|News and Media Discussion Task Cards For Google Apps|
|A grade 7-10 media unit in google apps. Use this resource to help give you some direction when teaching your news and media unit. Along with your teaching other resources this will get you started. Use as task cards too.|
What news do you watch? Why do you watch what you watch? Listen to what you listen to?
Read what you read?
Everything you watch, listen to or read is having an impact on you. Explain.
In order to write great news feature stories, it is important to read many of them. Explain.
Many news stories help people and many hurt people. A reporter has to decide who and how many it may hurt and make a decision as to whether the risk is too great to report or not. Find examples of
stories that have hurt and helped others.
When does news become an invasion of privacy? Provide examples?
What makes some sources of news more credible than others?
What is the difference between celebrity gossip and celebrity news? Provide examples.
Do you feel that news is always reported accurately and objectively? Explain.
Are Social Media (Facebook, Twitter, Instagram…) feeds a reliable source of news? Explain.
Explain why it is extremely important to report news accurately and fairly.
Explain how being biased is of concern for reporting news.
People engage with news on blogs and social posts in the form of questions and comments. Explain how this type of engagement can be both helpful and harmful.
It has been said that journalism has been called ‘the first rough draft of history.’ Explain this.
Look at a variety of news headlines and stories. Then, answer the question ‘Who cares?’ After all, news is only news if people are interested.
A news story will often have a broadcast accompaniment and a few social posts. Take 3 current news stories and create a social post and a broadcast for each of them.
Journalists have been called both heroes and villains. Explain.
Why does ‘bad’ news attract more readers and listeners than ‘good’ news?
Make a list of 8 questions to ask a journalist about their career.
Sometimes news is controversial. Identify 3 news stories that are controversial and explain why they would be considered controversial.
Do you think journalists can influence your attitude and values? Explain.
Make a timeline of the history of news and its major developments . Start with the beginning of print to mass communication.
Explain the difference between primary and secondary news sources and provide examples of both.
Identify the top trending stories and classify them by: news, business, entertainment, sports.

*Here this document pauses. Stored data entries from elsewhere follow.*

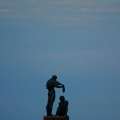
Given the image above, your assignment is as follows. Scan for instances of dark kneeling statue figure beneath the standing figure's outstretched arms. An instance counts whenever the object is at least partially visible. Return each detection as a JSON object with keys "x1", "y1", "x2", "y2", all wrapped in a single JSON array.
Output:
[{"x1": 56, "y1": 96, "x2": 68, "y2": 116}]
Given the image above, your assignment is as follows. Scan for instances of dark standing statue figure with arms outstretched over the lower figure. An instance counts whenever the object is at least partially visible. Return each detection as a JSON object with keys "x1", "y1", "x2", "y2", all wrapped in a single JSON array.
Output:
[{"x1": 46, "y1": 75, "x2": 65, "y2": 116}]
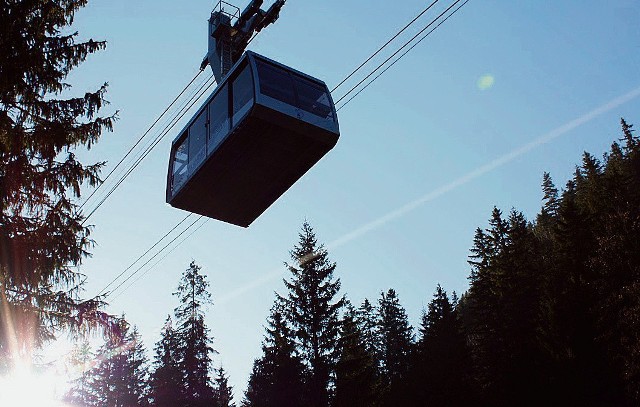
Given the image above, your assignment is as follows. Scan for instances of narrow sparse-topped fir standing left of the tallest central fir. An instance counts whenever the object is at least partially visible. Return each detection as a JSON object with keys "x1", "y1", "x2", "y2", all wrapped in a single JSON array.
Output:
[{"x1": 174, "y1": 261, "x2": 215, "y2": 407}]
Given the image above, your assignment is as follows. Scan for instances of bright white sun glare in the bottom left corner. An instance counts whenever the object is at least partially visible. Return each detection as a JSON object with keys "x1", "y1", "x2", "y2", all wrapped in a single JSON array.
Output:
[{"x1": 0, "y1": 369, "x2": 67, "y2": 407}]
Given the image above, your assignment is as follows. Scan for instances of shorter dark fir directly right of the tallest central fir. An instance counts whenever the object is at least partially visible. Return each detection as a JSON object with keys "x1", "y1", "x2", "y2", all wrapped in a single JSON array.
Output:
[{"x1": 333, "y1": 305, "x2": 380, "y2": 407}]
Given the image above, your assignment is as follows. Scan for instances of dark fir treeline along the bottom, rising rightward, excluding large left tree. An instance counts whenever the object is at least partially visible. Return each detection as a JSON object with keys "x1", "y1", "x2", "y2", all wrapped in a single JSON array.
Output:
[{"x1": 66, "y1": 120, "x2": 640, "y2": 407}]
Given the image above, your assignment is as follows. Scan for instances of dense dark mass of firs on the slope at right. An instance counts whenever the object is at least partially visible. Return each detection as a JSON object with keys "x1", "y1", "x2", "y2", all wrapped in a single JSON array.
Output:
[{"x1": 461, "y1": 120, "x2": 640, "y2": 406}]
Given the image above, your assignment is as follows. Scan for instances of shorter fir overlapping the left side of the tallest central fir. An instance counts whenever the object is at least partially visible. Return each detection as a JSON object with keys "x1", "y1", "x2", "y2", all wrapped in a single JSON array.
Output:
[{"x1": 242, "y1": 300, "x2": 307, "y2": 407}]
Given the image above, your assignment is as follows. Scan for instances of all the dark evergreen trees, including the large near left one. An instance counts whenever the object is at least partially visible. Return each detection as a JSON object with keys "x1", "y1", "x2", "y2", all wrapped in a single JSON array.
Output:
[{"x1": 0, "y1": 0, "x2": 640, "y2": 407}]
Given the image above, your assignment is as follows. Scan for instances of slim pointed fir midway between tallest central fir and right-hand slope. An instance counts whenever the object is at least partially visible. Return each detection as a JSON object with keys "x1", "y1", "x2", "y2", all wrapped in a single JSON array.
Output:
[{"x1": 378, "y1": 288, "x2": 413, "y2": 406}]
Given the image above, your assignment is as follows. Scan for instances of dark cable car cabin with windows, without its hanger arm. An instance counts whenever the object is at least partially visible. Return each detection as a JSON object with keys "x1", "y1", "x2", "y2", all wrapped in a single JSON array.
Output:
[{"x1": 167, "y1": 51, "x2": 340, "y2": 227}]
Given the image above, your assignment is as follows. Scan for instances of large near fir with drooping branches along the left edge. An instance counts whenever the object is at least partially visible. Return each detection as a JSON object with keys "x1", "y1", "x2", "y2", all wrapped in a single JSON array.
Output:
[{"x1": 0, "y1": 0, "x2": 114, "y2": 372}]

Watch a documentary and then write a review for the local news. (Read a few reviews first to understand how reviews are written.)
Write a human interest story that is based on something happening at your school or in your
community. Use both primary and secondary sources.
Listen to the radio news for 20 minutes and classify each news story. Decide if each news bulletin gave you enough information and what questions you still have. (Conflict, celebrity, human interest, research findings, politics etc.)
Take any current news story and re-write it as a radio news bulletin.
Although there is free speech and people’s right to know, there is also protection for individuals and other legitimate areas such as classified information. Find out and explain the main journalism laws in your country.
All journalists must fully understand copyright laws. Identify where you can find copyright laws and identify 5 of them.
Should reporters be allowed to use hidden recorders and cameras? Justify your answer.
Take 3 current news stories. Re-write the story in 50 words or less, focusing on what is most important for the reader to know.
Take 5 news stories, use color highlighter or colored fonts to identify the lead, the body and the tail in each story.
Journalists will usually use an AP Stylebook. Explain at least 10 rules to abide by when writing the news.